Imagine, if you will, Mortal Kombat made with no budget and an aging lucha libre star, as well as the younger star Tieneblas as the evil assistant. This would be that movie and it’s perfect and wonderful and all things special.
There are some out there that will make light of this movie and scoff at it. It’s made on a shoestring, the fights are incredibly fake and the special effects could be done by a small child. I could care less what they think. This is a movie that begins with El Santo parachuting into the jungle while still wearing a cape. If that doesn’t make you start looking for this movie right now, there’s no hope for you.
Let me tell you one more thing: Kungyan dances so hard at one point that she conjures a monster, then still decides to send killer apes after Santo and a karate expert on the day of his wedding.
Alright, alright. Last thing. This was shot at Vizcaya Museum, an Italian Renaissance home in Miami’s Coconut Grove that also appears in Airport ’77, and Coral Castle, an oolite limestone wonder created by Edward Leedskalnin via either magneticism, perptual motion or outright sorcery. It also shows up in the movies The Wild Women of Wongo and Nude on the Moon, as well as inspiring Billy Idol to write the song “Sweet Sixteen.”
Federico Curiel had no idea how to make a Santo film. Instead of putting the Man in the Silver Mask front and center, he was a side character as normal people became the heroes. Nobody wanted that. However, this one does have a great poster and some atmosphere.
The real stars of the movie are Fernando Casanova, Ana Bertha Lepe and Beto el Boticario, while Santo just shows up as needed to stop evil from attacking the people Curiel really saw as the stars.
There’s a decent match with Santo and Black Shadow, some fun jazz and a great hotel. It’s not anywhere near where our hero would soon go, but it’s not a bad time.
Predating Night of the Living Dead by seven years, Santo was already battling zombies before it was cool, then played out.
That’s because the police can’t deal with the shambling walking dead, so they turn to the man in the silver mask to drop elbows on them.

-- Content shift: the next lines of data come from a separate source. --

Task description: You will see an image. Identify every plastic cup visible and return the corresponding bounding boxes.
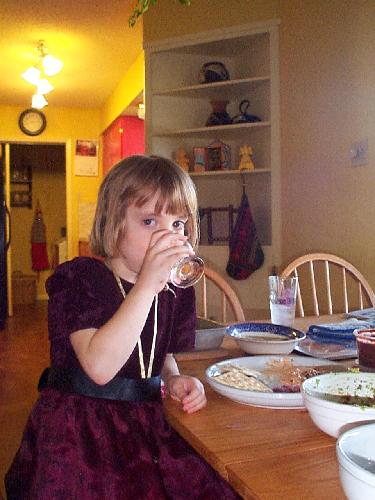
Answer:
[268,276,298,326]
[354,328,375,371]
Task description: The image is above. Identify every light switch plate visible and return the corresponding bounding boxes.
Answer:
[350,138,368,167]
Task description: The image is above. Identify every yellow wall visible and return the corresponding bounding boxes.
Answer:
[101,51,145,131]
[0,105,101,294]
[143,0,375,296]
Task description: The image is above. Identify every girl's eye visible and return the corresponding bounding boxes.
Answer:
[173,220,186,229]
[143,219,155,226]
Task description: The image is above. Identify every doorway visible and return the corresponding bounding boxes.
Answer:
[8,143,67,305]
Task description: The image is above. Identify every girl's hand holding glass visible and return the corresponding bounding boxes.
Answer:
[170,242,204,288]
[142,230,204,289]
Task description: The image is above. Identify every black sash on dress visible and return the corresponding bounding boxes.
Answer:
[38,366,161,401]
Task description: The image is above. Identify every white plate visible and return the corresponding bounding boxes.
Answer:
[294,337,358,360]
[206,356,338,409]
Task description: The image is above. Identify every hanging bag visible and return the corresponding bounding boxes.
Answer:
[226,193,264,280]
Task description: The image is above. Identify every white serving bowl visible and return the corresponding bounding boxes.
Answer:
[336,423,375,500]
[226,323,306,355]
[301,372,375,437]
[194,318,225,351]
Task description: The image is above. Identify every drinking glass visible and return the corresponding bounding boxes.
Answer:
[170,243,204,288]
[268,276,298,326]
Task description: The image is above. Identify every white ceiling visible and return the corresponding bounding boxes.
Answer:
[0,0,142,107]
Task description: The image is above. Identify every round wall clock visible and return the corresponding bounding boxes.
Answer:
[18,108,47,135]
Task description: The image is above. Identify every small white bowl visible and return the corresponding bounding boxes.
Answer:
[194,318,226,351]
[301,372,375,437]
[336,423,375,500]
[226,323,306,354]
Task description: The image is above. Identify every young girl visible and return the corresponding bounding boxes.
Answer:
[6,156,238,500]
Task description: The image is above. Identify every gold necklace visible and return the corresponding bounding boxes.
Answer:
[112,271,158,378]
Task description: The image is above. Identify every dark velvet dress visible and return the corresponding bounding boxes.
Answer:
[5,257,239,500]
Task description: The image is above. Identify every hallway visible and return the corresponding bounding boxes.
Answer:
[0,301,49,498]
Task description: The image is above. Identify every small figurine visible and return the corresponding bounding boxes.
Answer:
[239,144,255,170]
[173,148,189,172]
[206,139,231,170]
[232,99,262,123]
[193,147,206,172]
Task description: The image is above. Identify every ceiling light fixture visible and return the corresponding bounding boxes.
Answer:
[22,40,63,109]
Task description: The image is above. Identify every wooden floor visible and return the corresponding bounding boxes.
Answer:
[0,302,49,498]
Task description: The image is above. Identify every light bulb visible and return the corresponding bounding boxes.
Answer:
[22,66,40,85]
[137,103,145,120]
[42,54,63,76]
[31,94,48,109]
[36,78,55,95]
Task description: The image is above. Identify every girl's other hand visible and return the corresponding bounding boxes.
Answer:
[167,375,207,413]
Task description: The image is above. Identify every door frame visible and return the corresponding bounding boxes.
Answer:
[0,139,73,316]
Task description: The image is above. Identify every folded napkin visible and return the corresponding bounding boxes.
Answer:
[346,307,375,322]
[307,318,375,347]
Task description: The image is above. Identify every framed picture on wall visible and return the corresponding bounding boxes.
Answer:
[10,191,32,208]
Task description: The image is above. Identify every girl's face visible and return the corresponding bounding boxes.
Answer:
[114,189,188,280]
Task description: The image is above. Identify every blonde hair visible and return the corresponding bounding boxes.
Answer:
[90,156,199,257]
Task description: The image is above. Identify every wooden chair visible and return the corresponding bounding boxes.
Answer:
[280,253,375,317]
[195,265,245,324]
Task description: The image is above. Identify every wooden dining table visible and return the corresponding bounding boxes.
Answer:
[165,316,353,500]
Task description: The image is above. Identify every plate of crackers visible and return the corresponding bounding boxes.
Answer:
[206,355,347,409]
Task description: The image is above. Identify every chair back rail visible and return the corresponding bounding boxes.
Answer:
[281,253,375,317]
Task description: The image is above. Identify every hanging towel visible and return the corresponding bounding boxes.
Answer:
[227,193,264,280]
[31,202,49,273]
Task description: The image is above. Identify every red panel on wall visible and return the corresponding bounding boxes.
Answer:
[103,116,145,175]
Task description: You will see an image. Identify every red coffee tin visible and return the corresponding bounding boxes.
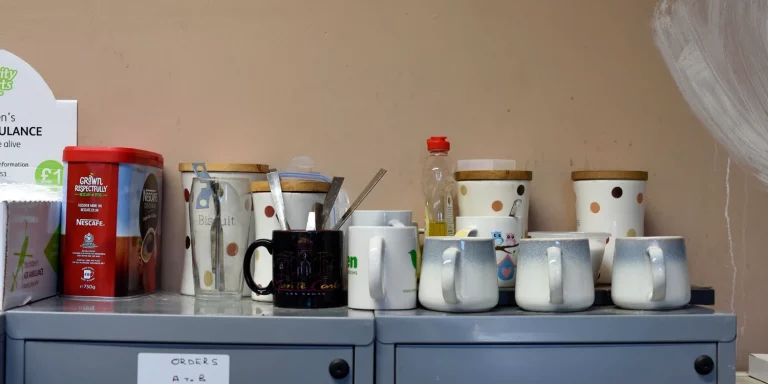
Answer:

There’s one harrowing scene where the zombies set an orphanage on fire, then decide to beat up every child inside. Luckily, Santo jumps through a window — wearing a cape no less — and starts hitting chops on them. He battles nearly all of them, who can’t be stopped by bullets, even when two cops get felled by just a punch. One of the zombies seems to favor stomps and he does so to, as they say, stomp a mudhole in our hero. Don’t worry — he gets a big babyface comeback.
Look for luchas Black Shadow, Gory Guerrero (father of Eddy and inventor of so many wrestling moves) and El Gladiator.
This was Santo’s first starring role — at the age of 41 no less — and he makes the most of it. He’s pretty much Batman in the best of ways, except he refuses to wear a shirt and has, as mentioned before, a glamorous cape. I can’t even quantify how much I love this movie. The funny thing is, somehow Santo’s films would grow even stranger, encompassing spy films, whatever was hot in horror at the time and femme fatales who just had to possess our masked hero. He made over fifty of these films and I wish he’d made five hundred more.